Das Kleinflugzeug war am Donnerstag zu einem Übungsflug in Salzburg gestartet. An Bord waren ein Fluglehrer (24) und eine 19-jährige Flugschülerin. Bei beiden handelt es sich um deutsche Staatsangehörige. Augenzeugen beobachteten, dass die Maschine plötzlich ins Trudeln geriet und in den Attersee bei Steinbach (Österreich) stürzte.
Aufwendige Bergung aus 160 Metern Tiefe
Nach dem Flugzeugabsturz in den See wurde mit Sonargeräten, Tauchern und Tauchrobotern nach dem Wrack gesucht. Schließlich wurde es an der tiefsten Stelle des Gewässers in 160 Metern geortet. Die Bergung erwies sich als technisch sehr aufwendig.

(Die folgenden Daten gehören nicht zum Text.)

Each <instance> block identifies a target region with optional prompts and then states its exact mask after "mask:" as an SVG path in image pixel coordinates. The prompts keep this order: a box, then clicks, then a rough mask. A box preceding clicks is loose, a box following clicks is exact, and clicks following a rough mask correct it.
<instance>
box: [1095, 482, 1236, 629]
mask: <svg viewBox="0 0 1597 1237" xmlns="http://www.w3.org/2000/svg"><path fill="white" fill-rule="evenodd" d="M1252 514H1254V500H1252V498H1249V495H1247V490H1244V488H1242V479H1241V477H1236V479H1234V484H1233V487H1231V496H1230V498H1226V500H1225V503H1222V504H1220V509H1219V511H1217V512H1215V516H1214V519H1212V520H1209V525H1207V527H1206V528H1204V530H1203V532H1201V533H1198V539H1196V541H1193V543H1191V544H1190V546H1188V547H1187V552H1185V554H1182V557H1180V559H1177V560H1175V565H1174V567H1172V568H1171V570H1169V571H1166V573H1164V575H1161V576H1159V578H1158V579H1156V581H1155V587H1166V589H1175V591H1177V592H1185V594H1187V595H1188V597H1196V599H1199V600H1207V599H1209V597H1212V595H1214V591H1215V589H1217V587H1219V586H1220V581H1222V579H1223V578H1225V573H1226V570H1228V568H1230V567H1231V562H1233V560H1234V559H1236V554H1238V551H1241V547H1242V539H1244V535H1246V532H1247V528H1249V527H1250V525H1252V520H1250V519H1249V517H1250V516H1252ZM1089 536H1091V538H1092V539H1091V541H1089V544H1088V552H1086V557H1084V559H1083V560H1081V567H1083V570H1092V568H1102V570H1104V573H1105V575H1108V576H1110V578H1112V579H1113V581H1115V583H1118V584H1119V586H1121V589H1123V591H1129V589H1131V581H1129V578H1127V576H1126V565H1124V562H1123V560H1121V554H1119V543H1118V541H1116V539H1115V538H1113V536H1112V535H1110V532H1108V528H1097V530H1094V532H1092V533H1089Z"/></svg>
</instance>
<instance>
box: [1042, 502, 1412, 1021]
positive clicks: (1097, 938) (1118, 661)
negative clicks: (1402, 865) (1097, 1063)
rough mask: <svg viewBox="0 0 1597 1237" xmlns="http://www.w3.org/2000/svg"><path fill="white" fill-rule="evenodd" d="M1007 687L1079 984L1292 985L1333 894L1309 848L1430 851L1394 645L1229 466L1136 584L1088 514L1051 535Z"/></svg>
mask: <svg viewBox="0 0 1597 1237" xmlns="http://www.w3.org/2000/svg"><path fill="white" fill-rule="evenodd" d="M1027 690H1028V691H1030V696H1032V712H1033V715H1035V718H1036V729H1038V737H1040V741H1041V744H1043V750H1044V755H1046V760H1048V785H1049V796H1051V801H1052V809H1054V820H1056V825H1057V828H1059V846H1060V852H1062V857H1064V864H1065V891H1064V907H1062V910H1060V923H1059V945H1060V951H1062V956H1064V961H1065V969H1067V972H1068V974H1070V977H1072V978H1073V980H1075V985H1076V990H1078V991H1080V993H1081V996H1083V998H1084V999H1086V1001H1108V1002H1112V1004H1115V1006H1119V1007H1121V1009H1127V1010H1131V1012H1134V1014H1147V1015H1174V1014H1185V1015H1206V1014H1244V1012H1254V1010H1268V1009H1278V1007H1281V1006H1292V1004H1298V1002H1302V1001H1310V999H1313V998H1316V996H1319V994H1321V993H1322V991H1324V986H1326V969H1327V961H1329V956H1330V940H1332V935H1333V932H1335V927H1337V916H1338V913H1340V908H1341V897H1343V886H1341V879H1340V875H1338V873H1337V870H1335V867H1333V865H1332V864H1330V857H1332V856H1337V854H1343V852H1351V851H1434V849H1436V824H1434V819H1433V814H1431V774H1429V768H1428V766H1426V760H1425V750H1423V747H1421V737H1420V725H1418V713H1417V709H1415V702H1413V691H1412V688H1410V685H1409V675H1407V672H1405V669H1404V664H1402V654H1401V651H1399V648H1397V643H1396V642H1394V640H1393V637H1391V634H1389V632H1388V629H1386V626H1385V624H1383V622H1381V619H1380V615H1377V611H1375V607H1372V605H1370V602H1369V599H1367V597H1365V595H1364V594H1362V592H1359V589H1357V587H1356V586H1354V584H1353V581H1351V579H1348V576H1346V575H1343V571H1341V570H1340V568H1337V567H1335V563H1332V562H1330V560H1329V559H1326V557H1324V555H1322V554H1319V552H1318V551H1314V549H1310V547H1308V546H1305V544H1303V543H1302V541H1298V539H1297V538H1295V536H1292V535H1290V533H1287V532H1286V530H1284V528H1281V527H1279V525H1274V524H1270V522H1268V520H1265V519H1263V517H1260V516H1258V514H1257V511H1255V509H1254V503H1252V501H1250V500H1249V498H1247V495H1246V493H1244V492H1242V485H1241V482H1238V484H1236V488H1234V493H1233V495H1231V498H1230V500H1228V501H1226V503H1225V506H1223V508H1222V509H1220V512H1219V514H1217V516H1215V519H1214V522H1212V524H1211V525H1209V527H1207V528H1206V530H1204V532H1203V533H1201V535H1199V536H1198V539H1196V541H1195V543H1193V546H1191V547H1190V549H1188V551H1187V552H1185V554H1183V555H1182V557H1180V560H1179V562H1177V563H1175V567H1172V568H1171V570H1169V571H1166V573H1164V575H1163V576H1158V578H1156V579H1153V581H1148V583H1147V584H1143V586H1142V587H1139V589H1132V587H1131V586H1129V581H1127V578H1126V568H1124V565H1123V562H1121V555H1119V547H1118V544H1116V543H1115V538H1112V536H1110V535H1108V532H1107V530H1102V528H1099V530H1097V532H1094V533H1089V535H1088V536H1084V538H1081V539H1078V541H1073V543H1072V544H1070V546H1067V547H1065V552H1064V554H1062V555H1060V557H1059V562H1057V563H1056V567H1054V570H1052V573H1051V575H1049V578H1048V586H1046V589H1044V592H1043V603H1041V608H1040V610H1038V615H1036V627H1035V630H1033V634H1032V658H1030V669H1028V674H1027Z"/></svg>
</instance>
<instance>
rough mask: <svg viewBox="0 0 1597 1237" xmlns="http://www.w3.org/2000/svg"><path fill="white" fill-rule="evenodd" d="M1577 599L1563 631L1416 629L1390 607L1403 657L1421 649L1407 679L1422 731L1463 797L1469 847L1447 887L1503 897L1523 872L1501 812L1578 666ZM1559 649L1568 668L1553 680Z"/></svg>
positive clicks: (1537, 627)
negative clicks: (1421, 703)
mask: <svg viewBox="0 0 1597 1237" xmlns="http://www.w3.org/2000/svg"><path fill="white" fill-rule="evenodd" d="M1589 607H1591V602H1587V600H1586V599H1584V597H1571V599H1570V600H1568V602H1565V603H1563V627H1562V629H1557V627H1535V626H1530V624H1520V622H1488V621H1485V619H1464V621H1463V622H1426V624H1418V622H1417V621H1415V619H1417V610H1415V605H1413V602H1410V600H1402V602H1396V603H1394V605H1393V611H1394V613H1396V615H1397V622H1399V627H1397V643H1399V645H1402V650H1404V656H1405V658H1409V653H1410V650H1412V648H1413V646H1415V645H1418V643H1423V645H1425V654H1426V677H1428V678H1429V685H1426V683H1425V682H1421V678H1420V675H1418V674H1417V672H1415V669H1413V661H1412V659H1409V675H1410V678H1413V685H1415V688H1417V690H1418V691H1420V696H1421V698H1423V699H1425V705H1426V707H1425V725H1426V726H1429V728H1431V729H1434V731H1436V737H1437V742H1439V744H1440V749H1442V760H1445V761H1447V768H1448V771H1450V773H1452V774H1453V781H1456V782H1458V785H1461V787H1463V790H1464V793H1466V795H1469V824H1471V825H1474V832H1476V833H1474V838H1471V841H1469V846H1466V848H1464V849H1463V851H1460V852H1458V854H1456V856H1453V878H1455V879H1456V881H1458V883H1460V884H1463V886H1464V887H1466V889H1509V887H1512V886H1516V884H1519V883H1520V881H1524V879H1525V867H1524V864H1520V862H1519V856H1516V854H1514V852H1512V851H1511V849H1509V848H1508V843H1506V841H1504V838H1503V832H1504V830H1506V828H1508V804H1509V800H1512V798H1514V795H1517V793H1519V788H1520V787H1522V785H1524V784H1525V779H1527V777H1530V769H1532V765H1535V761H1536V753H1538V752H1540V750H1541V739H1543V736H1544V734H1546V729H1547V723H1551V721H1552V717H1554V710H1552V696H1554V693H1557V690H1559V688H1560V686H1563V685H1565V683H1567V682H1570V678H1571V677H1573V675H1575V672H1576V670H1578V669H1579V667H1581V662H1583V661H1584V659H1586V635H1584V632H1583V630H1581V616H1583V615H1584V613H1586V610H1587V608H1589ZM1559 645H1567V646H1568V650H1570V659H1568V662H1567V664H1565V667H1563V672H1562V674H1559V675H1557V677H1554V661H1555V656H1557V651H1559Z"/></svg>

Zunächst war versucht worden, mit Unterwasserrobotern Seile um das Wrack zu legen. Das misslang aber aufgrund der schlechten Sicht über die Kontrollmonitore, so der ORF. Am Montag gelang es dann Spezialtauchern, die 160 Meter bis zum Wrack hinabzutauchen und Bergungsseile anzubringen. Am Nachmittag gegen 14 Uhr wurde das Flugzeug geborgen und an Land gebracht.
Traurige Gewissheit: Die Insassen saßen noch in den Pilotensitzen. Die Leichen sollen jetzt von der Rechtsmedizin formell identifiziert werden. Die Ursache für den tödlichen Unfall ist weiterhin unklar.